Ces annonces interviennent après deux affaires : la mort de Georges Floyd, un noir américain décédé des suites d’une immobilisation par étranglement de la part  d’un policier blanc à Minneapolis, ce qui a soulevé des mouvements d’indignation et de protestation dans le monde, de la part notamment d’organisations anti-racistes. En Métropole, cet évènement tragique a aussi fait échos à l'affaire Adam Traore, ce jeune décédé en 2016 lors d’une interpellation. La famille a dénoncé des violences policières, le comité de soutien à Adama Traoré a d'ailleurs demandé "que toutes les techniques d'immobilisation soient formellement interdites".

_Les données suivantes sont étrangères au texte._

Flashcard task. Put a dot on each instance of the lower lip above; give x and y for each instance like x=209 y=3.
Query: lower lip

Cette  technique de neutralisation est appliquée en dernier recours et dans des situations critiques pour la personne en question comme pour le policier. En Métropole, les policiers ont dit non à la proposition de loi de Christophe Castaner. En Polynésie française, Teina Wallace, représentant syndical Unité SCP Police Force ouvrière se dit également contre.